Tamura's son, Kenneth, estimates that 400 or 500 loaves of bread were baked yearly for about 20 years in Makawao. The faithful would line up for them.
"First, they opened the bazaar at 7:00 and people would come at 6:00. So then they opened at 6:00. They stand in line at 5:00. This is Maui people, now."
After moving to Oahu, Tamura brought the recipe to the Honpa Hongwanji Hawaii Betsuin, where a cadre of baking ladies have adopted and adapted it. Once they figure out how to produce it in quantity, they plan to make it a signature item, "Betsuin Bread," for their own temple events.
They'll offer it for the first time on Mother's Day, at a small fair for temple members after Sunday services.

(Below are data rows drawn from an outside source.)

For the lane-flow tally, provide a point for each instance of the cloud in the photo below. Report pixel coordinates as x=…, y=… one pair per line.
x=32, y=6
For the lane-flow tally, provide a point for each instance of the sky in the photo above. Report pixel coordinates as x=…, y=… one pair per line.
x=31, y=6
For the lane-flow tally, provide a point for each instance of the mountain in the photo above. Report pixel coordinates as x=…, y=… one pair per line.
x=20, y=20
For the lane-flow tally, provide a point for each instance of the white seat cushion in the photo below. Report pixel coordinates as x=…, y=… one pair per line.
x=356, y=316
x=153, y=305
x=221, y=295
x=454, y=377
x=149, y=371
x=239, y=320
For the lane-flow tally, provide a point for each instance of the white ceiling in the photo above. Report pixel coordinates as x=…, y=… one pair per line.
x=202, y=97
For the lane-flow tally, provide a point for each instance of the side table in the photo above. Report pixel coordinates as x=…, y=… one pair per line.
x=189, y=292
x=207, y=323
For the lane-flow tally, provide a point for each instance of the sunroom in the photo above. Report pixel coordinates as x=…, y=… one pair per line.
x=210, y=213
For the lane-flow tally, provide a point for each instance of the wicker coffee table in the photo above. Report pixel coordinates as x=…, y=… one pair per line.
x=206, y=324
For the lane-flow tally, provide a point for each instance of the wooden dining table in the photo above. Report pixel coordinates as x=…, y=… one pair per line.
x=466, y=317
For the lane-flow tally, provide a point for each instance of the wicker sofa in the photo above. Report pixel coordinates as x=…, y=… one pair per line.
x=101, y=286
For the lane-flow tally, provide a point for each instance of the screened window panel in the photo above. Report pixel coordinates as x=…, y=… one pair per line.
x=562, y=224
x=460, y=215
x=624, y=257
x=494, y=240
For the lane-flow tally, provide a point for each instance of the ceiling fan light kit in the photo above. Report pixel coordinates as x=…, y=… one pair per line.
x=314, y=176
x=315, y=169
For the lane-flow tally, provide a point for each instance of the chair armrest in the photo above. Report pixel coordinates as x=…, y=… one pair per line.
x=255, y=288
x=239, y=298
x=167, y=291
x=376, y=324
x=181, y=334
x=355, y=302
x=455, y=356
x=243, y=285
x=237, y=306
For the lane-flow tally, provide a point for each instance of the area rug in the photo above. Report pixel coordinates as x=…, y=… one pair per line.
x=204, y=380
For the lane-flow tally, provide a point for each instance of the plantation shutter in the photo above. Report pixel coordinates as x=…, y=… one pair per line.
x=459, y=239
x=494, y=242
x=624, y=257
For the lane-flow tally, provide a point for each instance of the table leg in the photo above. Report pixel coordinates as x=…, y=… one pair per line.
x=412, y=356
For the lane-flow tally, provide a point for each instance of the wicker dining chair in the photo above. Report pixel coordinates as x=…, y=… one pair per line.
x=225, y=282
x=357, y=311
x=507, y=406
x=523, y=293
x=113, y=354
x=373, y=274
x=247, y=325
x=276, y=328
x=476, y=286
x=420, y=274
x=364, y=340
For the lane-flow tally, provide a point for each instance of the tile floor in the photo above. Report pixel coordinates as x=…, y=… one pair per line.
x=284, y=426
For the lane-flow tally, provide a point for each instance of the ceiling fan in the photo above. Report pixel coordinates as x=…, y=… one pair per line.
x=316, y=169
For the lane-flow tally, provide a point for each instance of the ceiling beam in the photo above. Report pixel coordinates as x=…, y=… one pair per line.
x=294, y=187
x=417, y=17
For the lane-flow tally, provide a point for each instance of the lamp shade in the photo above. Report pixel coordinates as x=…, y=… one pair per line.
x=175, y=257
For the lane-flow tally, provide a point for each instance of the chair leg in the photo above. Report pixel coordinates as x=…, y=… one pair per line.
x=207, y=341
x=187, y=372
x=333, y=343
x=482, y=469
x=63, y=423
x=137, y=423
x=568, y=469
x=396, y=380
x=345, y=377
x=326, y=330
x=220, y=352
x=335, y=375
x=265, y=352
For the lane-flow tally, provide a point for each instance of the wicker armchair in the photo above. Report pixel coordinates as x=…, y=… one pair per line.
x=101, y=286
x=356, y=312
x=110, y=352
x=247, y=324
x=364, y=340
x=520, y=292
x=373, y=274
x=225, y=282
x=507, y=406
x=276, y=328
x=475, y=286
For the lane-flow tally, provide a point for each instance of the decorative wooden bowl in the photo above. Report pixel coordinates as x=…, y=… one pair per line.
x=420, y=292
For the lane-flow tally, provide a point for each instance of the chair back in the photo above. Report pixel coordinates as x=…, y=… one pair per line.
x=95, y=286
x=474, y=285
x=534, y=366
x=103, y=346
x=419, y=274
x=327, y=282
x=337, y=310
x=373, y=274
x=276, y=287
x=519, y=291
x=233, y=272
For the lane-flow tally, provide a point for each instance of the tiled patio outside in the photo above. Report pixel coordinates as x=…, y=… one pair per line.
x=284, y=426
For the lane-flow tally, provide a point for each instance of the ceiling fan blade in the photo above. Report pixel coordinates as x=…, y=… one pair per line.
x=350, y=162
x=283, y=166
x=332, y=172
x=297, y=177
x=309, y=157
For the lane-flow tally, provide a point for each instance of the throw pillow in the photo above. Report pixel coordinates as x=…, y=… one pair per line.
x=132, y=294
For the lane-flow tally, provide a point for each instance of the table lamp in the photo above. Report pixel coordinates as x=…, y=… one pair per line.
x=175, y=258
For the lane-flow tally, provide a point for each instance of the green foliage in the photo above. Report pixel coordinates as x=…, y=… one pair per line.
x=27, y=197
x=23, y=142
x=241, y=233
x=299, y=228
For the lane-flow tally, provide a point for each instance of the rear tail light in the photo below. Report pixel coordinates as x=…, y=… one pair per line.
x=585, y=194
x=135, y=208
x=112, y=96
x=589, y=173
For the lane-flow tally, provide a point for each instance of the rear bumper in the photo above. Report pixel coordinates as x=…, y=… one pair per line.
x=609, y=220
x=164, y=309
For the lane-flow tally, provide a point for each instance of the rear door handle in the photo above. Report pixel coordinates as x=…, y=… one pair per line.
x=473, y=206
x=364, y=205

Anthurium enthusiasts from around the state would come to see her flowers, Ken Tamura says, and she'd often give them away. Several Oahu growers still have those plants -- or keiki grown from them.

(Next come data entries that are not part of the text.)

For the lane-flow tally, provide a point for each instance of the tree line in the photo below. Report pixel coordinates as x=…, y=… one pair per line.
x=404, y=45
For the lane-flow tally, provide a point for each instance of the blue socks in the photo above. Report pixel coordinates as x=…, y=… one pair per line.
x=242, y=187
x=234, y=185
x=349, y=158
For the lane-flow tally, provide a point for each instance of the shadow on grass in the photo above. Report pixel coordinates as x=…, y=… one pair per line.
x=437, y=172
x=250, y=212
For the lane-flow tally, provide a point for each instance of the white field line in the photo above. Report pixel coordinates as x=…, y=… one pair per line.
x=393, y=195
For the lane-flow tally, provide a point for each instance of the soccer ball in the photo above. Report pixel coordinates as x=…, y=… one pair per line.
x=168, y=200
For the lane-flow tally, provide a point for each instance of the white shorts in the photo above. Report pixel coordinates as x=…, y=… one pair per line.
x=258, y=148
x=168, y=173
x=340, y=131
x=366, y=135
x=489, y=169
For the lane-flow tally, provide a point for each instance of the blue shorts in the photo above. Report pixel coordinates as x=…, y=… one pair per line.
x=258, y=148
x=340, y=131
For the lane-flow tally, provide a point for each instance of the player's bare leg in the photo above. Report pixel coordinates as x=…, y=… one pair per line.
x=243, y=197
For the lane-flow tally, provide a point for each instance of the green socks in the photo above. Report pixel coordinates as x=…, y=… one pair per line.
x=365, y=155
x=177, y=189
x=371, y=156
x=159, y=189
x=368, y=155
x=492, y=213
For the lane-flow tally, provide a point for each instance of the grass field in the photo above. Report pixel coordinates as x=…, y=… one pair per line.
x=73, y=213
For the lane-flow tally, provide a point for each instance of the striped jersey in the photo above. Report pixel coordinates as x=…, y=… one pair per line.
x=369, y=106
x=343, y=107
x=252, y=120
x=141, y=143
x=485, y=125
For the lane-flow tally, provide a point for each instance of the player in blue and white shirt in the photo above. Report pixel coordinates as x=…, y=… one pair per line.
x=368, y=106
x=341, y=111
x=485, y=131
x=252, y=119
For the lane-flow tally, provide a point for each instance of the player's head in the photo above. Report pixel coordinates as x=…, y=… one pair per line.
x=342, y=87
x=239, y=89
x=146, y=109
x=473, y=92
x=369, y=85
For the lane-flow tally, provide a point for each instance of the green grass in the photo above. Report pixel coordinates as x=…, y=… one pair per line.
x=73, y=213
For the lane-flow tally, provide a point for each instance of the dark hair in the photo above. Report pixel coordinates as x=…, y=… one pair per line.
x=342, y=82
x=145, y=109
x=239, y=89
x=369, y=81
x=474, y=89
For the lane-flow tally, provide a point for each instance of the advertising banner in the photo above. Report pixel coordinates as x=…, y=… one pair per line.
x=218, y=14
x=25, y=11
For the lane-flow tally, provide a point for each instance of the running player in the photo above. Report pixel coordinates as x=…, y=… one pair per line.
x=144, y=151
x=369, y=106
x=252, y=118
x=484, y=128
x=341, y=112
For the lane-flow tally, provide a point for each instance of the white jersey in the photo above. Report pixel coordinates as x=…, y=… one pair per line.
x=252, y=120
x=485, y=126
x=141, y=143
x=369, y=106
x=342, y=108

In a way, Tamura's hobbies gave her an extended family -- two, in fact -- the Betsuin bakers on two islands and the anthurium growers who are seeing her plants into a new generation.

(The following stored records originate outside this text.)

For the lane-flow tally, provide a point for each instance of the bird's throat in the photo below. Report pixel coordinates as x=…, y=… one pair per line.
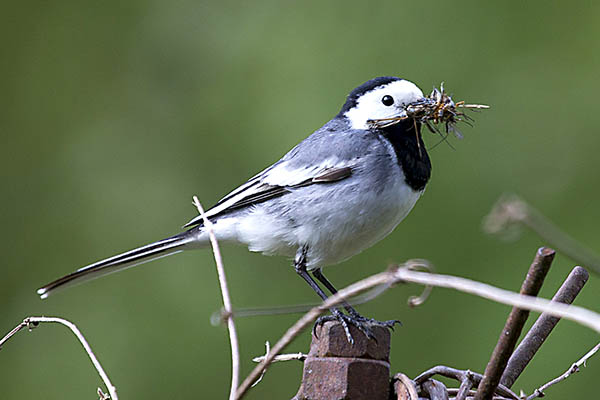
x=405, y=138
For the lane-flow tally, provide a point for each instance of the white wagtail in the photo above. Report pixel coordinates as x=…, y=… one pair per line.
x=338, y=192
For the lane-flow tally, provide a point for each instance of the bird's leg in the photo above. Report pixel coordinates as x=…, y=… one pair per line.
x=300, y=267
x=351, y=310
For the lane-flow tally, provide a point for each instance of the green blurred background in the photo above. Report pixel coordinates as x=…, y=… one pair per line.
x=113, y=114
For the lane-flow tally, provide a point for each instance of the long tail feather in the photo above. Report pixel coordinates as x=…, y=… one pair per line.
x=149, y=252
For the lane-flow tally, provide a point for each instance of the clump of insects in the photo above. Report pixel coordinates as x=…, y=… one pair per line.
x=436, y=109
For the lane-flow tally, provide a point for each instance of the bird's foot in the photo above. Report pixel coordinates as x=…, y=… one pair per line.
x=361, y=323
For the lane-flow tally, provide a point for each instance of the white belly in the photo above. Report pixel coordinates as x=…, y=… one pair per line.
x=334, y=229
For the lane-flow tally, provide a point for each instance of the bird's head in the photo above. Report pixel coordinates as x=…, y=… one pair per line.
x=383, y=97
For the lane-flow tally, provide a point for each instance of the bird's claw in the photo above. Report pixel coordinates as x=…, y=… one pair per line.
x=361, y=323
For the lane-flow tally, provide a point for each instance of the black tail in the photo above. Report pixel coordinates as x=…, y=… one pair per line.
x=143, y=254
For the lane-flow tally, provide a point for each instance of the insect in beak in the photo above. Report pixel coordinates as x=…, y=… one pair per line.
x=438, y=108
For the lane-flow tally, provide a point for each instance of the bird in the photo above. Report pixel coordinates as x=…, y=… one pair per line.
x=338, y=192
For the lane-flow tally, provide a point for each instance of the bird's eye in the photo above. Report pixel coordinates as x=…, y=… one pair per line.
x=387, y=100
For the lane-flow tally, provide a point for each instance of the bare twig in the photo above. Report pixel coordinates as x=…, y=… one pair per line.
x=542, y=327
x=397, y=274
x=514, y=325
x=32, y=322
x=539, y=392
x=435, y=390
x=462, y=376
x=235, y=350
x=405, y=388
x=510, y=211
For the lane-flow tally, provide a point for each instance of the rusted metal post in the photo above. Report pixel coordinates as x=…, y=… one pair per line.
x=337, y=370
x=514, y=325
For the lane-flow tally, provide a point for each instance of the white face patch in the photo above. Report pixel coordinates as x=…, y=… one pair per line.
x=370, y=105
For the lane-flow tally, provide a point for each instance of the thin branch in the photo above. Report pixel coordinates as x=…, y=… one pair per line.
x=404, y=386
x=462, y=376
x=32, y=322
x=514, y=325
x=511, y=210
x=235, y=350
x=542, y=328
x=397, y=274
x=539, y=392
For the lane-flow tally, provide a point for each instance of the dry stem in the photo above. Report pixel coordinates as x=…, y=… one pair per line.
x=405, y=274
x=31, y=322
x=539, y=392
x=235, y=350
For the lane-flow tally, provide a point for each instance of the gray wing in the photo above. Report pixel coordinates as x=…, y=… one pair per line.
x=316, y=160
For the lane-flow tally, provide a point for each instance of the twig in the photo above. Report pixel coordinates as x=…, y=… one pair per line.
x=404, y=386
x=539, y=392
x=514, y=325
x=544, y=325
x=397, y=274
x=32, y=322
x=435, y=390
x=462, y=376
x=511, y=210
x=235, y=350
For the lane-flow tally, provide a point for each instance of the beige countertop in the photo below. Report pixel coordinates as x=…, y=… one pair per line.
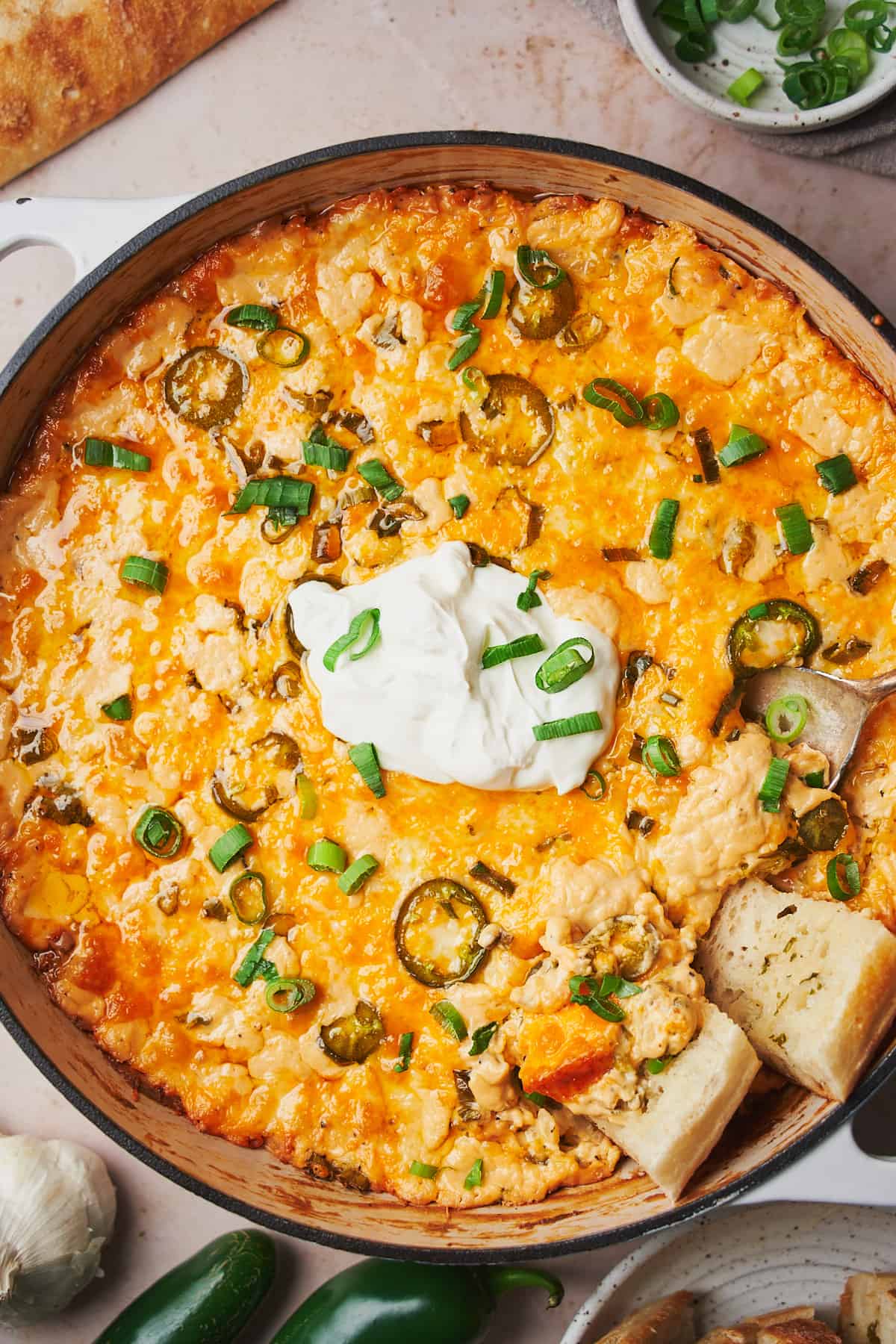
x=297, y=78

Misao Tamura grew up in a Maui plantation home (the luna's old house, son Ken says). Her father was a carpenter.
"My mother used to make bread when I was young," she says. "I used to help her, so that's how I started."
She married Kazuo Tamura, who died in 1998. He worked for the Hawaii Division of Forestry and Wildlife, in the state nursery in Kahului.
Her husband shared her green thumb, growing ornamental plants and fruit trees. He was an expert on grafting, his son says.
At the hongwanji fairs, he would sell plants as his wife sold her bread.
None has inherited an interest in plants or baking. Ken, in fact, skipped back a generation in career choice, going into his grandfather's line of work. He runs KT Construction with his son.
But he did take up his parents' dedication to the temple. He remembers regular attendance on Maui. "The minister was good. He would tell stories, but he would make it into a serial, so you have to come back to hear the rest of the story."
His own children went to mission school in Honolulu -- "after that came Cub Scouts (the Betsuin troop). After that I got stuck."
He became a Scout leader, then a member of the Betsuin board. His company remodeled the temple several years ago to alleviate termite damage.
It was only natural that when he moved his mother from Maui into his own home last year, she was adopted into the temple as well.
Thus did that Makawao loaf of bread make the interisland jump.
The original recipe was a basic yeast loaf that Tamura made over into a light raisin bread. "I looked in a book and I got this recipe," she says. "I changed it here and there."
She says she always enjoyed baking, all the way back to when she used to help her mother. "I like to see it rise nicely. Sometimes it doesn't rise if the day is too cold. You have to choose the right day. A nice, warm day."
That was actually a long speech for Tamura, who doesn't say a lot these days. Ask her a question and she'll say she doesn't do this anymore, or that -- "I don't cross anymore," she says of her anthuriums. "Now I'm old."
And so it remains for others to talk about that part of her life.
Her particular interest was the "tulip" variety -- technically, amnicola -- a small anthurium often kept as a houseplant. "She would cross the different tulips. She played with the colors," Quintal says.
"She gave us one of her best ones. She just said, 'Here.'"
Tamura was in her 80s by then, but Quintal remembers her as still maintaining a large number of plants.
"She was such a nice lady. She insisted we stay for lunch."
Among those traveling with Quintal was Yuki Tsujimura, who brought home a tri-colored anthurium -- red, orange and white -- as well as one of Tamura's orange tulips. She's kept both growing.
Tamura's Maui plants were given to the Makawao Hongwanji when she moved. But there in Tsujimura's Wahiawa home, and in who knows how many gardens throughout the islands, the Tamura line continues.
Who would guess, looking at the quiet, tiny woman, taking quick glimpses of the world from behind the oversized, round frames of her glasses.
"She's not a talkative lady," Tsujimura allows. "But I know she loves her plants."